The cohort discrimination tasks resemble the \({\mathscr{H}}\)-divergence \(d_{\mathscr{H}}\) introduced for a remote task known as domain adaptation and generalization19. In particular, this metric in its original context quantifies the disparity between two domains (in our context, cohorts) characterized by their distributions \(P_{i}\) and \(P_{j}\) over possible images. Borrowing from its original context, Ben–David showed that a small \({\mathscr{H}}\)-divergence between two cohorts characterized by \(P_{i}\) and \(P_{j}\) signifies that a model trained on an aggregate of cohort i and j will likely achieve small error when tested on either cohort. An exact computation of \({\mathscr{H}}\)-divergence requiring infinite validation samples is impossible, but its estimate \({\hat{d}}_{\mathscr{H}}(P_{i},P_{j})\) computed over a finite sample size can be used instead. The general discrimination model \(D_{g}\) directly estimates the \({\mathscr{H}}\)-divergence in a pairwise manner, i.e. if instances from cohort \(P_{i}\) are often (mis-)classified as coming from \(P_{j}\), cohort i is similar to cohort j.

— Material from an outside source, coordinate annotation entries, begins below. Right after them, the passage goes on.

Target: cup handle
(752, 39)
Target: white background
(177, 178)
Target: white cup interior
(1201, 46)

In contrast, the negative and positive discrimination models \(D_{n}, D_{p}\) are conditional variants of \({\mathscr{H}}\)-divergence, conditioned on the fact that the input image is either negative or positive . The confusion matrices corresponding to \(D_{n}\), \(D_{p}\), and \(D_{g}\) were constructed using 54,000 patches (100 patches/slide, 9 slides, 12 cohorts, 5 sub-datasets) for the first two and 108,000 patches (18 slides) for \(D_{g}\).

Aggregating cohorts

Hierarchical clustering analysis (HCA) was performed using Ward’s method with the Euclidean distance between column vectors corresponding to cohorts. Each element \(v_{ij}\) of the \(j{\text{th}}\) column vector \(v_{j}\) was quantified as one of the following (1) cancer detection performance on cohort i when the model was trained on cohort j, (2) confidence of a cohort discrimination model, trained to differentiate cohorts solely on a positive slide’s morphology, that positive slides from cohort i were sampled from cohort j, (3) negative cohort discrimination model’s confidence similar to (2) but tested on negative slides, and (4) general cohort discrimination model’s confidence across both positive and negative slides. All performances were obtained on the validation set for the purpose of aggregating cohorts. The resulting dendrogram was cut into non-overlapping super-cohort groups, aggregating morphologically similar cohorts and excluding dissimilar cohorts (see Fig. 7b). Performances reported in Fig. 7 are \(S=5\) and \(S=10\) super-cohort cancer detection models obtained using Alg. 2 trained with a number of super-cohorts S on \({|}N{|}\) cohorts with reference models C (cancer detection) and \(D_{n}\) (negative cohort discrimination) models, respectively.

figure a
figure b

Visualization details

The uniform manifold approximation and projection (UMAP) visualization was attained using custom parameters (number of neighbors \(= 20\), minimum distance \(= 0.5\)) on the features extracted from the penultimate layer of the universal model for training set of sub-dataset 1. Interpreting the visualization is difficult when using excessive number of slides, and we instead randomly sample 20 patches per slide from the training sub-dataset to extract the features for this visualization.